1. Ulloa et al. ISMRM p3973; 2015

2. https://www.itis.ethz.ch/virtual-population/tissue-properties/database/relaxation-times/

3. Loffler et al. MRM 43:860-866 (2000)

Figures

Figure 2. Graphs of normalized oxygen induced signal change. Transition from medical air to 100% oxygen occurred at the zeroth timepoint. Graphs show an increase in contrast and SNR for the IR-TFE sequence (B) compared to the FFE sequence (A). For the IR-TFE sequence, signal contrast is possible at smaller voxel sizes (C, D and E) by optimisation of slice oversampling (D,E).

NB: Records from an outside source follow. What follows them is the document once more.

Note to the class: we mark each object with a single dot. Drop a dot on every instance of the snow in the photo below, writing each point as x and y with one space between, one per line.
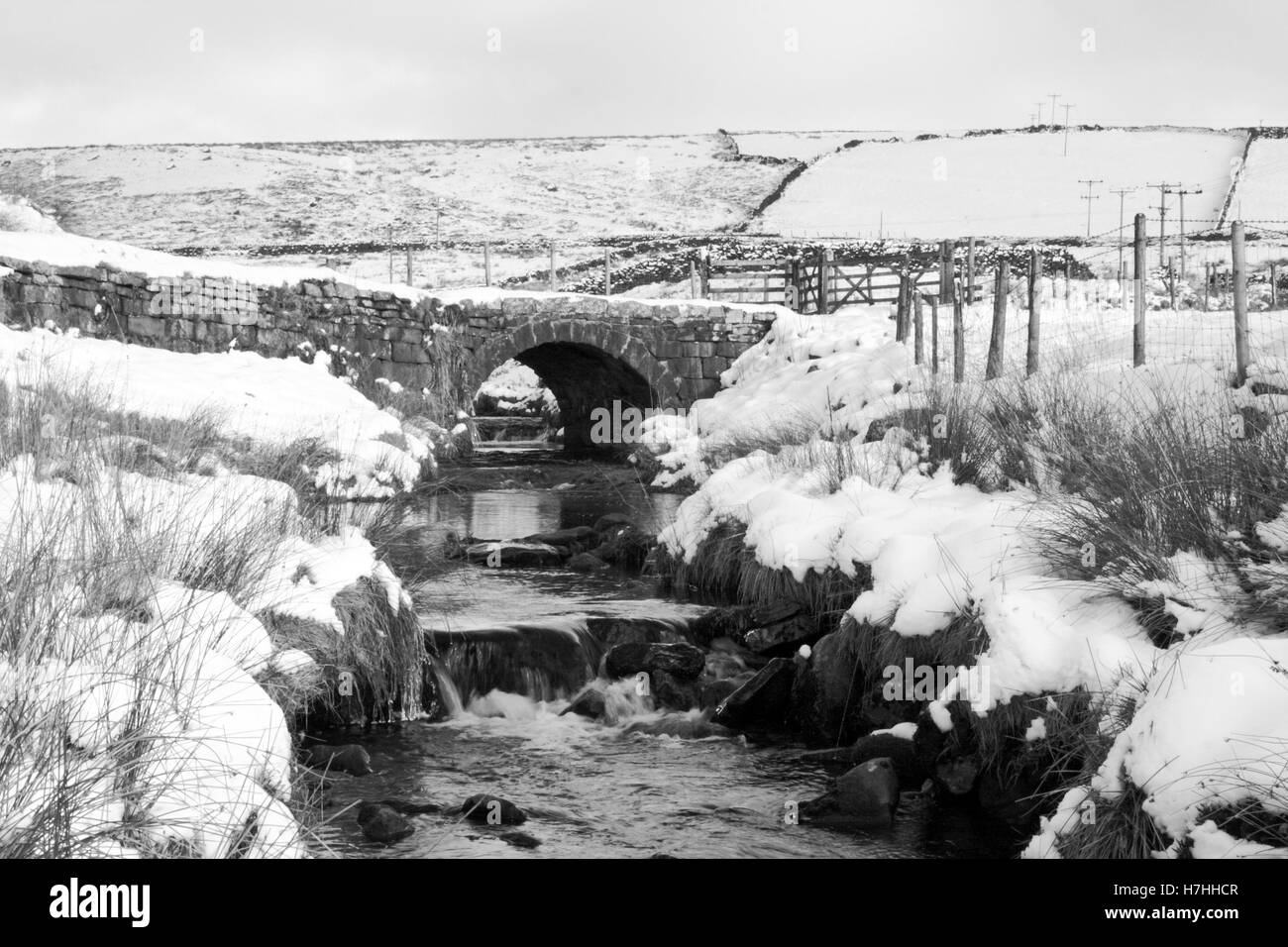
1210 729
1010 184
270 401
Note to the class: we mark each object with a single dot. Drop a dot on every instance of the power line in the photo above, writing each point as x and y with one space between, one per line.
1089 198
1067 107
1163 191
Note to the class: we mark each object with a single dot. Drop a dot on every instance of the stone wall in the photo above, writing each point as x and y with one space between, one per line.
589 350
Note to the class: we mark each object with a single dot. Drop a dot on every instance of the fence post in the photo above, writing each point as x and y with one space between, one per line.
1138 289
958 338
901 312
934 331
1240 302
945 268
822 281
917 329
1034 313
999 339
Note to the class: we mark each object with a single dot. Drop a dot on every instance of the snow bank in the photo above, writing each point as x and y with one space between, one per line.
269 401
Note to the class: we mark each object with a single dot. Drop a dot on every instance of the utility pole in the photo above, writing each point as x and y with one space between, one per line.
1121 192
1163 191
1089 198
1196 191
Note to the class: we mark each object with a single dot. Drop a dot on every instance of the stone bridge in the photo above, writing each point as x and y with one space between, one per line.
595 351
590 351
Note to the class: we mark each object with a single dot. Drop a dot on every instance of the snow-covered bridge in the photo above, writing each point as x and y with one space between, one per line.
590 351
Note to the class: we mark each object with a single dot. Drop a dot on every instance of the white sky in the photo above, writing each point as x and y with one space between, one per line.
88 71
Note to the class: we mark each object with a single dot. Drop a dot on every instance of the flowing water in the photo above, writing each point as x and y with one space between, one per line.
514 646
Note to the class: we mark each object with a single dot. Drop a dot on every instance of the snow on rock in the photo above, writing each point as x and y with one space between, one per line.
270 401
303 578
1210 729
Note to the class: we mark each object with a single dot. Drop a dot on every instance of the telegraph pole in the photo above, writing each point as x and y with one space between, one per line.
1122 192
1089 198
1163 191
1196 191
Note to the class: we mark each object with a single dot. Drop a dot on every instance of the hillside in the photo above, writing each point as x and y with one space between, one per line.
248 195
1008 184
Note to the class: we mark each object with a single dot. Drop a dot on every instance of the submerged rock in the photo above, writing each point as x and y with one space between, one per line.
348 758
675 693
382 823
519 839
492 810
513 554
587 562
784 638
763 701
589 702
864 795
681 725
677 659
404 806
898 750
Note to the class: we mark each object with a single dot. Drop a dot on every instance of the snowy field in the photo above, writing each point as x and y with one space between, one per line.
1013 184
936 549
224 196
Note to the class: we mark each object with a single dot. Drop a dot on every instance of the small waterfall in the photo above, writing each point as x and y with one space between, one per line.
447 690
541 660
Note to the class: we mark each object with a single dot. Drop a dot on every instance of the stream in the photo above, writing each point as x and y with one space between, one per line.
514 646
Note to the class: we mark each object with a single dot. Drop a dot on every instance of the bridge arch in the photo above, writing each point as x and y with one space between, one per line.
587 365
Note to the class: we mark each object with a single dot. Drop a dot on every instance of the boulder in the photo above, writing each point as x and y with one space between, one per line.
519 839
404 806
576 539
587 562
492 810
730 622
784 638
716 690
900 751
866 795
675 693
513 554
382 823
678 659
348 758
763 701
612 522
589 702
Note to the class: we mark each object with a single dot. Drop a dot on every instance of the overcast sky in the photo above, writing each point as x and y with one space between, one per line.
128 71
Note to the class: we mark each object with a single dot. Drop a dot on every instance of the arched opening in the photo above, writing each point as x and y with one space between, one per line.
587 381
514 405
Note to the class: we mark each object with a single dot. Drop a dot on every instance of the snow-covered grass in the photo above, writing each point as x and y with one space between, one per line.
163 618
340 192
1076 543
1012 184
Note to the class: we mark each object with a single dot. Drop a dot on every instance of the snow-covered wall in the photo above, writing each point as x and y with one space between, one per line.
590 351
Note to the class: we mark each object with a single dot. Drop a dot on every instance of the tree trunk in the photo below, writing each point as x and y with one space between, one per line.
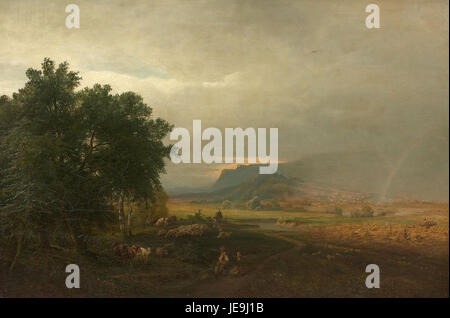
18 250
72 235
121 216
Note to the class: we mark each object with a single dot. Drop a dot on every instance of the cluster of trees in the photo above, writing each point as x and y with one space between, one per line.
75 157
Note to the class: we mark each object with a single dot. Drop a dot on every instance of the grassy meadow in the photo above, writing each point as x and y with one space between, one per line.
298 252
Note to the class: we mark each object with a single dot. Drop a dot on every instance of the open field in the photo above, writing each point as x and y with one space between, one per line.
310 253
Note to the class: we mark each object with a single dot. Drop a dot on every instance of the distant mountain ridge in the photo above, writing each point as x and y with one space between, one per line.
363 172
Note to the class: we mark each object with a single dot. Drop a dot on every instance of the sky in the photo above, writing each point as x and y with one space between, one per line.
309 68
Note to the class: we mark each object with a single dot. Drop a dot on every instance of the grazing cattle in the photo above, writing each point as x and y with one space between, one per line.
187 230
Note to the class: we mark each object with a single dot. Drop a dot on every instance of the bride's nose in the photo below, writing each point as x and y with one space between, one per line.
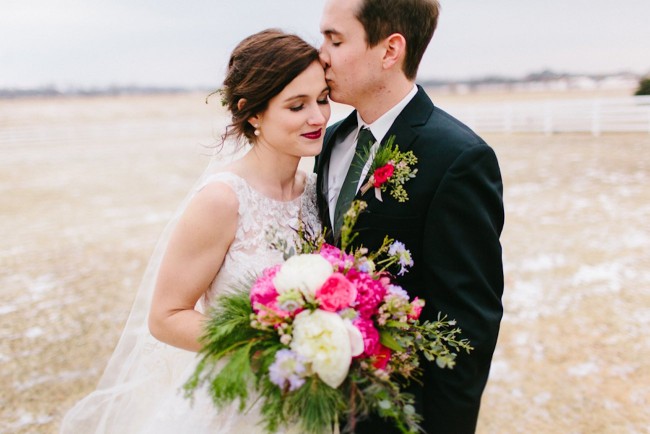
316 117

Table 1. Sequence parameters for the five dynamic oxygen enhanced protocols investigated. An initial comparison was made between FFE (A) and IR-TFE (B) based sequences, while maintaining geometry as closely as possible. A smaller, isotropic voxel IR-TFE (C) was included to explore resolution limitations. Sequences with slice oversampling were included to attempt to improve SNR, while maintaining high spatial (D) or temporal (E) resolution

Figure 1. Images show one volume from the dynamic of each sequence; A: FFE acquired axially, B-E: IR-TFE acquired sagittally, with varying sequence parameters. Images are displayed in radiological convention.